As talk of Titmus’s times buzzed through the US Olympic trials, Ledecky insisted she remained focused only on her own performances.It is the strategy she has used ever since she sprang an upset 800m freestyle victory as a 15-year-old at the 2012 London Olympics.
She added gold in the 200m, 400m, 800m and 4x200m free relay in Rio four years later along with a 4x100m free relay silver. Owner of the 23 fastest 800m free times in history, Ledecky remains a heavy favourite in that event and in the 1,500m — in which she owns the 10 fastest times ever.
Ledecky is acutely conscious of the place in history a 1,500m free victory would bring, noting that former distance greats including American Evans never had the chance for gold in the event which was previously only swum by men at the Games.
“Hopefully we can do her proud in Tokyo,” Ledecky said of Evans, who held the 1,500m free record from March 1988 through June 2007.
But the addition of the 1,500m free pushes Ledecky’s Olympic programme almost to breaking point, with the 200m and 1,500m free finals coming in the same session. It’s the kind of challenge that has long fuelled Ledecky, who recalls liking the punishing 1,500m “right from the get-go” even though many young swimmers shy away from the demanding training it requires.
“I just like the work that you have to put in to be good at that race,” Ledecky said. “It requires really good pacing, probably more so than the 800, just being cautious up front and knowing how much you can push it.”
With so many plates in the air in Tokyo, Ledecky said she won’t be worrying about what her rivals might produce. “I can’t control if someone has some really fast swims and beats me and things like that,” she said. “So I just tried to focus on my goal times and how I want to swim each of my races.”
As the hype builds up around them, Ledecky and Titmus remain more than respectful, Titmus saying she is “still the hunter” despite posting the second-fastest 200m free in history at the Australian trials and a sizzling 3min 56.90 in the 400m.
That was just outside Ledecky’s world record of 3:56.46, and more than two seconds faster than Ledecky’s best this season.
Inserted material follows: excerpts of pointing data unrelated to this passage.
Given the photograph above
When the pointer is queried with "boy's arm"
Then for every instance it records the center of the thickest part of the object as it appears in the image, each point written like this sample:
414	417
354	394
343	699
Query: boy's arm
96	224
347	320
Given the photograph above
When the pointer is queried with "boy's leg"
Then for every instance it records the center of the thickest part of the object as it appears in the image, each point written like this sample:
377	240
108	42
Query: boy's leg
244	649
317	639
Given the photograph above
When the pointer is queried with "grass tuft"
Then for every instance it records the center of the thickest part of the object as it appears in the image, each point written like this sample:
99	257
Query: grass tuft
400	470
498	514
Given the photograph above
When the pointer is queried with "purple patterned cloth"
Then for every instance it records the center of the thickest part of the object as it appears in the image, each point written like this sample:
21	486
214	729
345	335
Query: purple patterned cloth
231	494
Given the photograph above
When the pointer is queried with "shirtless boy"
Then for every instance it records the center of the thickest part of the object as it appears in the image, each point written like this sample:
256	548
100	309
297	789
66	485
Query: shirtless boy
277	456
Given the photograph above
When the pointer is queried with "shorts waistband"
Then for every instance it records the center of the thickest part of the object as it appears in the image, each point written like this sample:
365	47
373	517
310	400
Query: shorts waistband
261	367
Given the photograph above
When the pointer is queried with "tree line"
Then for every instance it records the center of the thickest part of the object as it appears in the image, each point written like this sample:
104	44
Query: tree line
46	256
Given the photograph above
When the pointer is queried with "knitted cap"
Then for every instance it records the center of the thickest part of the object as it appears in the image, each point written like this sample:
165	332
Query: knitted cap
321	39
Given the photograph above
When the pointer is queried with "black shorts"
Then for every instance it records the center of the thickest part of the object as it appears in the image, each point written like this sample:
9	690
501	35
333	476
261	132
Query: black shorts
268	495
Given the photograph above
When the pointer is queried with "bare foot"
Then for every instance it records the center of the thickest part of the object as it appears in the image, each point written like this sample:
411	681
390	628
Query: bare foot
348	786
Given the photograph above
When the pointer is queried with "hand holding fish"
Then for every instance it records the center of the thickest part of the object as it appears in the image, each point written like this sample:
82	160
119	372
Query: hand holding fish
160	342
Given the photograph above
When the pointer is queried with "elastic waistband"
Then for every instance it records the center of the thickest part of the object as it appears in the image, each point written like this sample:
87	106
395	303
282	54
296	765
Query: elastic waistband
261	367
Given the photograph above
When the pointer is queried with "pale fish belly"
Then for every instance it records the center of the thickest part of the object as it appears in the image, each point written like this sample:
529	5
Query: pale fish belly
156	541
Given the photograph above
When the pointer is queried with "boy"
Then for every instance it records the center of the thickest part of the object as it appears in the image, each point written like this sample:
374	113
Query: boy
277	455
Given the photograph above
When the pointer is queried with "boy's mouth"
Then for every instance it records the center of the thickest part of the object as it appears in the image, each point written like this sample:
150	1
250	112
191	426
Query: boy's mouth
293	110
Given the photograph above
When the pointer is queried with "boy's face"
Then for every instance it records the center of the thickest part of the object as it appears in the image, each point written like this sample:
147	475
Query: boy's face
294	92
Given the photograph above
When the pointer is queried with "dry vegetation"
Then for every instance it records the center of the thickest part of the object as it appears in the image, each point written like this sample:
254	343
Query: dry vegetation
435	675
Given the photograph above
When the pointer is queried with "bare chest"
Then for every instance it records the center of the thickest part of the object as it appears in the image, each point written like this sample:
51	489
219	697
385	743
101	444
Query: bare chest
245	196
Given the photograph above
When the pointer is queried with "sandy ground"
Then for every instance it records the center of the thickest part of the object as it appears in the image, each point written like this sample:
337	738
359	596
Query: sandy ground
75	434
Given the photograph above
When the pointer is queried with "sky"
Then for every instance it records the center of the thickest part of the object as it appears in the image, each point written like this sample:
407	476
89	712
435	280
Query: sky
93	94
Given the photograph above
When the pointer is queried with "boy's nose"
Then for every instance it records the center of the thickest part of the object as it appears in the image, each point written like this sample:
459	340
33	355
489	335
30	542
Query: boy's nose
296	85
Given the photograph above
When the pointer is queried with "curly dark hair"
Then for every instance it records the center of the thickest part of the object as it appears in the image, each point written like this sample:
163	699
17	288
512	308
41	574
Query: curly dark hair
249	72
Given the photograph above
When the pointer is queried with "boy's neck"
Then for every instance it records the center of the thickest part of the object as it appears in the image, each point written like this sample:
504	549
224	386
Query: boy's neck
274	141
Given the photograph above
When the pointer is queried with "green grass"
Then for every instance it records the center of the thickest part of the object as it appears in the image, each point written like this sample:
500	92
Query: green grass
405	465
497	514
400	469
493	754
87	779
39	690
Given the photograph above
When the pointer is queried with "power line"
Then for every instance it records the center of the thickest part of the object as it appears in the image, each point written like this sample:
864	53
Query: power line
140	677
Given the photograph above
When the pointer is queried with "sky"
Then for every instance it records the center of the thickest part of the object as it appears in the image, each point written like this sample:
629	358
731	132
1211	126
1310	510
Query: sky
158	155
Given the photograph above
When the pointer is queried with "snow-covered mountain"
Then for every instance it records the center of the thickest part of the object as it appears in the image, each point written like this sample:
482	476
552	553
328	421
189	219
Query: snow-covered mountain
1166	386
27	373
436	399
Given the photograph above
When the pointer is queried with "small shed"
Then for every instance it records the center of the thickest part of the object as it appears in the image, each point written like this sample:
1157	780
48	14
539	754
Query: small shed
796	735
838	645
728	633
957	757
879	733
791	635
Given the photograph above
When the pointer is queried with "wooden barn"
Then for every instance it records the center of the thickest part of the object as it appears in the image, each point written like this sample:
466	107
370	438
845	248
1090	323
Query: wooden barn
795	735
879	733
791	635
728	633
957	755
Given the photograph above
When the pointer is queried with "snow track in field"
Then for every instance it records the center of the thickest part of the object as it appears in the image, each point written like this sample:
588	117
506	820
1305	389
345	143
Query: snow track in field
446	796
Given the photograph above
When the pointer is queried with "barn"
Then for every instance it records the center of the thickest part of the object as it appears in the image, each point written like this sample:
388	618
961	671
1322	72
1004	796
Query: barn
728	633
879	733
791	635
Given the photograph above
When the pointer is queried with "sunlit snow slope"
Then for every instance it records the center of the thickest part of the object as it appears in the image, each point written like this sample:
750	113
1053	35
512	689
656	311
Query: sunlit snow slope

Ledecky coolly noted that Olympic medals were not handed out at trials, but she was generous in her assessment of her Australian rival.
“It was so awesome to see,” she said of Titmus’s blistering trials. “It’s always great to see the sport continue to move forward and she’s definitely doing that for our sport.”
Look for Ledecky to continue to do so, too. “She’s recreating what’s possible,” 23-time Olympic gold medallist Michael Phelps said. “She’s challenging her imagination and that’s awesome to watch.”
Ledecky’s stunning victory over home favourite Rebecca Adlington in the 800m in 2012 launched an era of dominance, but Ledecky had long been at ease among sports greatness. In 2020 she tweeted a “family video” of herself as a toddler, as NBA great Michael Jordan played peek-a-boo with her in the owner’s box of the NHL’s Washington Capitals, which her uncle Jon Ledecky co-owned until 2001.
“My family always laughs at the fact that I’ve always been relaxed in those environments... not fazed by anything,” Ledecky said.
Coach Greg Meehan said attention to detail is key for Ledecky as she strives to stay ahead of the chasing pack.
 “We’re trying to find the little things that she can constantly get better at and use that as a good motivating tool,” Meehan said. And amid talk of rivalries and potential record gold medal hauls, Ledecky says the goals she has set herself remain paramount.
“The most important expectations are the ones that I have for myself,” she said. “I do a pretty good job of sticking to those and not seeing what kinds of medal counts or times that people are throwing out about what I could accomplish if everything goes perfectly.”